By January 2016, residents and business owners could be assessed a $6-per-month fee for each 1,200 square feet of impervious surface. The plan, introduced to the City Council Finance Committee on Aug. 21, will require council approval to be enacted.
As drafted by the 12-member Sustainable Stormwater Task Force, which includes Casco Baykeeper Joe Payne; Fred Dillon, who also serves as storm water coordinator in South Portland, and Bill Bennett of Oakhurst Dairy, the plan will reduce sewer fees by $1.50 per hundred cubic feet, to $8.20.
As outlined on the city website, the proposed service charge is viewed as a way to assess the cost of continued sewer separation and storm-water treatment projects more equitably, while assuring the city complies with state and federal clean water regulations.
Property owners could get credits against the fee by reducing impervious surface, adding rain gardens or detention ponds, or taking other steps to reduce the flow of storm water.
The charge would be assessed to all private and municipally owned properties, while exempting all Casco Bay islands except Peaks, and all properties of 400 square feet or less. Municipal roads, railroad tracks and the Portland Jetport runways would not be assessed the service charge.

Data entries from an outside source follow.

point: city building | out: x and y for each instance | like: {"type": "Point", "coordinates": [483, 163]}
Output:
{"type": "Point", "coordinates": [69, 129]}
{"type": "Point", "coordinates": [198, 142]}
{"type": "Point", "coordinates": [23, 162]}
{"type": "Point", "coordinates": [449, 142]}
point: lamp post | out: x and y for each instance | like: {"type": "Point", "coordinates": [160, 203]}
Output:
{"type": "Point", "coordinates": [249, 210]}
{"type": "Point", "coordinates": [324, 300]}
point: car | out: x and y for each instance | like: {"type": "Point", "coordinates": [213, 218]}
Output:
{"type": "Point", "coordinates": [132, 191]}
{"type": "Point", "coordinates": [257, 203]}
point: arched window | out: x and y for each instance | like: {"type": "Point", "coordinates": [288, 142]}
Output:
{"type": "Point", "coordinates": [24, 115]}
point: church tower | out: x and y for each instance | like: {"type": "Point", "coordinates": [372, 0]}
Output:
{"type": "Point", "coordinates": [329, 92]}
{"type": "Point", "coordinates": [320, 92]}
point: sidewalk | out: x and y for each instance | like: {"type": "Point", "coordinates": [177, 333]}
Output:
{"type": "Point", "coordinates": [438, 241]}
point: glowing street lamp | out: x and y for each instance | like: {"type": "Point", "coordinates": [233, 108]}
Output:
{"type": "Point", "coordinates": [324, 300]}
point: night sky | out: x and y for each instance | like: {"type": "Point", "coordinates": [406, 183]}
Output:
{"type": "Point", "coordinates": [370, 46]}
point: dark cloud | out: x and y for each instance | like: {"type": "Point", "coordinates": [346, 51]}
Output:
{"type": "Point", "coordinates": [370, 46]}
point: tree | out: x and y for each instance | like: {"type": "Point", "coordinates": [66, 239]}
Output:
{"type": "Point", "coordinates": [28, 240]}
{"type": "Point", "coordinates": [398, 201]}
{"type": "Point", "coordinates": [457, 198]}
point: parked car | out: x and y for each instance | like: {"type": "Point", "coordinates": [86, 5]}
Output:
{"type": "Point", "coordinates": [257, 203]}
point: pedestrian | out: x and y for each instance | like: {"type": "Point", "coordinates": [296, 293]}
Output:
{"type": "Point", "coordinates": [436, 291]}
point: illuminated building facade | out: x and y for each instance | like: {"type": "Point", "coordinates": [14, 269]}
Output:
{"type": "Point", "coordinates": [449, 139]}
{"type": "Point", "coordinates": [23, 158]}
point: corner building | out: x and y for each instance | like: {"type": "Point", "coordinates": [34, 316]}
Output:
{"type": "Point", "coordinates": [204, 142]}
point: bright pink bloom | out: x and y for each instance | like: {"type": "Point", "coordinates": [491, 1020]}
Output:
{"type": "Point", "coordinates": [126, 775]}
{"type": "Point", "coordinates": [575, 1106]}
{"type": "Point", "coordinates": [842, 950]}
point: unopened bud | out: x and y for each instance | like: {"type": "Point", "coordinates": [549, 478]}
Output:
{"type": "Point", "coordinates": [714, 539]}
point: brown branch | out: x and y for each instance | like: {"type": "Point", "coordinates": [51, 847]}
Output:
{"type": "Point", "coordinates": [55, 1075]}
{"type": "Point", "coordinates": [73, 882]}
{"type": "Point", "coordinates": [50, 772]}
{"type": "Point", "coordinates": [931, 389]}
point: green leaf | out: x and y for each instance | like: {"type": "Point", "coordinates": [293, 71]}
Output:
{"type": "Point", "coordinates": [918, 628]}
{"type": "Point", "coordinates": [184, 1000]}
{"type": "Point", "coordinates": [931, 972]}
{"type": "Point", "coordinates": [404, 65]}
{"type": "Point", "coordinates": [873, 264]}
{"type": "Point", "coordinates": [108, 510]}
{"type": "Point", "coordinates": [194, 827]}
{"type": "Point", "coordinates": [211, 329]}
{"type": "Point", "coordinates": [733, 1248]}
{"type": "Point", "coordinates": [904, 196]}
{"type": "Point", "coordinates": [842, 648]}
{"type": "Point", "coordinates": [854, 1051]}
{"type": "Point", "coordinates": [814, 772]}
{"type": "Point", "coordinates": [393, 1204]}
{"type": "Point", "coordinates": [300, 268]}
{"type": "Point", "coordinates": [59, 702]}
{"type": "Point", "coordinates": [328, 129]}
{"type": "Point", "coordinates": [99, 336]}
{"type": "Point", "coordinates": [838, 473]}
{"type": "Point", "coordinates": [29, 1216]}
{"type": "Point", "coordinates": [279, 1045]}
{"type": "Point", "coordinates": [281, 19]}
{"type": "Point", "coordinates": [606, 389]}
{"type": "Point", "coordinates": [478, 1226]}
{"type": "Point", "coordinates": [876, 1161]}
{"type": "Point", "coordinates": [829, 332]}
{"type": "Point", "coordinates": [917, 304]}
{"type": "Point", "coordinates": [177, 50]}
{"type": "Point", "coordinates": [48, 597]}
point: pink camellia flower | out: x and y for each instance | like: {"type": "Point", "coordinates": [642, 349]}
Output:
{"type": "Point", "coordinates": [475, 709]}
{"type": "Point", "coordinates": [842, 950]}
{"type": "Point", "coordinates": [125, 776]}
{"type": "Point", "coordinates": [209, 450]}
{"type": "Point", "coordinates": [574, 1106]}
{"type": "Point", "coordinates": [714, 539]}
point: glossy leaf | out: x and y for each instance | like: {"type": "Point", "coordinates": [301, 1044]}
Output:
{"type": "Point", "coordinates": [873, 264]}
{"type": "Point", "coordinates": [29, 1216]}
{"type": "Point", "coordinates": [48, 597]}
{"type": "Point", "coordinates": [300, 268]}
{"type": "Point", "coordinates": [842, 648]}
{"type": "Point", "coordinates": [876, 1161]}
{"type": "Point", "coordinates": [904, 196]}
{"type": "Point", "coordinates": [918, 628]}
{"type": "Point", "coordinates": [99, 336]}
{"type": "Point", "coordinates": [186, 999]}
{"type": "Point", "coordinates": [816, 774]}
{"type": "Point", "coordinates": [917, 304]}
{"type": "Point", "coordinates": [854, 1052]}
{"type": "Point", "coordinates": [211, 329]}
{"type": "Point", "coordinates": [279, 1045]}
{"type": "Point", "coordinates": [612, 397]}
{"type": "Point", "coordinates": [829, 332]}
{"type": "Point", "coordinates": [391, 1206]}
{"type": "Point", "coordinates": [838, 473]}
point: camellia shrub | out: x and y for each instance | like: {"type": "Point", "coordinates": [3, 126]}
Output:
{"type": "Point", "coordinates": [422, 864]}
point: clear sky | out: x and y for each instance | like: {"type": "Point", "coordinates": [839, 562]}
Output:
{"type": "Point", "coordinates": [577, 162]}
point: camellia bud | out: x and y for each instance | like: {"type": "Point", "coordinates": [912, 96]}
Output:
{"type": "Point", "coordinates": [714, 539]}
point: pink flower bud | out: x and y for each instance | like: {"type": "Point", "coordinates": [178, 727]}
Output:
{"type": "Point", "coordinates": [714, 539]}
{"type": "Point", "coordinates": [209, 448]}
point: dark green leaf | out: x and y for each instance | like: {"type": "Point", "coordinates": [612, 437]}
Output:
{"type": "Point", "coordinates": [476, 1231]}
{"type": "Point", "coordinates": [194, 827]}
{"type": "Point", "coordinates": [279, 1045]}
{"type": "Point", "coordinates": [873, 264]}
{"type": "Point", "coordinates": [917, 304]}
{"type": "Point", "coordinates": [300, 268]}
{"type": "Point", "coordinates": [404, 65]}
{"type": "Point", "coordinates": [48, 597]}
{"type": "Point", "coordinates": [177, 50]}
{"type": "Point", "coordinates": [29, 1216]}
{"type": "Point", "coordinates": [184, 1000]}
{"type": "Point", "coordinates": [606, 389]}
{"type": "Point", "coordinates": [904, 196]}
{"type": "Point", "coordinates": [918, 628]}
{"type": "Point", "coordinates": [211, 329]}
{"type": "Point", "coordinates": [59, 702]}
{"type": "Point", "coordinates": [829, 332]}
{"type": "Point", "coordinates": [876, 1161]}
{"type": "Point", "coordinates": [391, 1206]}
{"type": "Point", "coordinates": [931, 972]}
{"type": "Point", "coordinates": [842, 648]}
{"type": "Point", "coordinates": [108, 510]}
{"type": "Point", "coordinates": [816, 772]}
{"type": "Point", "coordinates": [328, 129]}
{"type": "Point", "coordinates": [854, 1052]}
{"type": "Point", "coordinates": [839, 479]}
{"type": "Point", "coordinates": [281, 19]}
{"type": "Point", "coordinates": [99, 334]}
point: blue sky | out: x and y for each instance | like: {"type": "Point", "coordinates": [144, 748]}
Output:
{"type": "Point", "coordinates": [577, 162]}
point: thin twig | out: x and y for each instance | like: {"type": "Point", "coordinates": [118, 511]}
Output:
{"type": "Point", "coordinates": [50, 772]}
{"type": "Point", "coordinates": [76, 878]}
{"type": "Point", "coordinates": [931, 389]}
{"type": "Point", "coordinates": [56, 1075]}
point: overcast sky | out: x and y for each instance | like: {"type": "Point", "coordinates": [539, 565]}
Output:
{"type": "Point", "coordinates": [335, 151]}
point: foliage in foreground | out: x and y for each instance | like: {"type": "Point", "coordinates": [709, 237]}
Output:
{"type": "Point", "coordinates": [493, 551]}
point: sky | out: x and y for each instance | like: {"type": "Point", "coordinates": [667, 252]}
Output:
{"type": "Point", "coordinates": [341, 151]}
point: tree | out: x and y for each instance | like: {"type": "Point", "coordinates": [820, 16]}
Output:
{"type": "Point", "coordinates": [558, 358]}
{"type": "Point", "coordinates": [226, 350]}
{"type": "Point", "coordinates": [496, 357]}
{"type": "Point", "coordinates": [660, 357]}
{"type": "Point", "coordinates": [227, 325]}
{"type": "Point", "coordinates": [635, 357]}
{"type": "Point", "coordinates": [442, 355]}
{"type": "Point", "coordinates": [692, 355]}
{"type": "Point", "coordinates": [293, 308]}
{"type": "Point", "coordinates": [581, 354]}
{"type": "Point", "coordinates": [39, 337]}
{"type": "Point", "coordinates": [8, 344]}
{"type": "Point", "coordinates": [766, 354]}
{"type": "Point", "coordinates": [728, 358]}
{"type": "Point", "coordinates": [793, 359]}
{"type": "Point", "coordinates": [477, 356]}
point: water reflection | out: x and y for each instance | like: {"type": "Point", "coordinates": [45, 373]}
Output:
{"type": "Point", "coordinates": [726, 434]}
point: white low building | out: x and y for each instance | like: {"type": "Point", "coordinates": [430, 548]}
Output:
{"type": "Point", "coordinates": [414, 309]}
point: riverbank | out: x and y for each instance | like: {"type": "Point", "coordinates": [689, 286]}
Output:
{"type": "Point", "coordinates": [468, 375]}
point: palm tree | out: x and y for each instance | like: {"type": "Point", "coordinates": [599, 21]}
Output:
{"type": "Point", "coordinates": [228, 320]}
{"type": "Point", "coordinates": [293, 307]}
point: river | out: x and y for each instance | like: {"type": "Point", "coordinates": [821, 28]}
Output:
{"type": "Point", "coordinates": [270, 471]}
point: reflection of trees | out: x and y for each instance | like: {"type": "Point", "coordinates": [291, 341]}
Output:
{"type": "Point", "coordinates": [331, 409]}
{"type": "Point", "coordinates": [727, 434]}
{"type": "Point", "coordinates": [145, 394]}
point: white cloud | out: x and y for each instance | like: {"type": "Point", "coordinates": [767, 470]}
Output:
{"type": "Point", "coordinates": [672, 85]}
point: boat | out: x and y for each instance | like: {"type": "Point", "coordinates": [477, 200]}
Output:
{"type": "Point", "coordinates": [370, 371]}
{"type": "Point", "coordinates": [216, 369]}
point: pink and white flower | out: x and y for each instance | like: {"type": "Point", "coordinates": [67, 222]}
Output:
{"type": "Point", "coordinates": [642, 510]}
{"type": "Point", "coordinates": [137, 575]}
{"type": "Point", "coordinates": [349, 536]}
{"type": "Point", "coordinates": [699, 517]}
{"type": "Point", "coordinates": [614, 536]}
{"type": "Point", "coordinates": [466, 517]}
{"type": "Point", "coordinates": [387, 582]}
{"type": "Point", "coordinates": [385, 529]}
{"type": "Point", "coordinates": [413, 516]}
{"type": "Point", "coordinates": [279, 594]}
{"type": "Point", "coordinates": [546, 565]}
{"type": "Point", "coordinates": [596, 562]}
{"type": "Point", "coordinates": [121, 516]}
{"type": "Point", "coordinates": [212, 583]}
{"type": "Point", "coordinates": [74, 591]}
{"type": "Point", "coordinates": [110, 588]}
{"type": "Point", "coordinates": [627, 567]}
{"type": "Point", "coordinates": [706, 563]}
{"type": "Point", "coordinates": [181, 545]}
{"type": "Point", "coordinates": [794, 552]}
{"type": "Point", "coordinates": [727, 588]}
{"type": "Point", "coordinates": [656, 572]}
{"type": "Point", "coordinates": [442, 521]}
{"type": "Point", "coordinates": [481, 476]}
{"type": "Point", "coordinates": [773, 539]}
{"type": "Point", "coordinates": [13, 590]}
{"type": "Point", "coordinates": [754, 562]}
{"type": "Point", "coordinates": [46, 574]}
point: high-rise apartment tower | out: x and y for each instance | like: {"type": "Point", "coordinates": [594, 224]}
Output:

If the service charge is approved, property owners will be directly billed by the city, as opposed to the current inclusion of fees in waste-water billing by the Portland Water District. The city will use aerial photographs of properties and round up to the nearest increment of 1,200 square feet to calculate the fees.
The task force estimated 400 million gallons of combined sewage and runoff was dumped into local streams and Casco Bay in 2011, frequently because storm and waste-water flows through the same sewers to the PWD treatment plant near East End Beach and can overwhelm the system during heavy storms.
Projects to redirect storm water directly to Back Cove or Casco Bay are ongoing, and included last year’s extensive work along Baxter Boulevard. In the next year, sewer separation projects are planned for East Bayside near Anderson and Fox streets.
The city has 133 miles of combined sewer pipes and 62 miles of sanitary sewer pipes, and the task force estimated sewage pollution of Casco Bay and other waterways has been reduced by 42 percent since 1993. About 20 miles of combined sewer pipes have been replaced, but future demands remain expensive.
An estimated $15 million to $20 million is spent annually to maintain and upgrade waste water systems, according to the task force. But city officials forecast that $60 million will be needed by 2030.
Planned upgrades include expansion of the treatment plant on East End Beach, constructing facilities at Back Cove and on the west side of the peninsula “to store 15 million gallons of polluted runoff for treatment,” and repair and expansion of catch basins, detention ponds and manholes throughout the city.
Storm-water fees have been assessed throughout the country since 1974, according to the Ellicott City, Maryland-based nonprofit Center for Watershed Protection.
The first was instituted in Washington state. A storm water fee was enacted for the 10 most populous cities and counties in Maryland in 2012.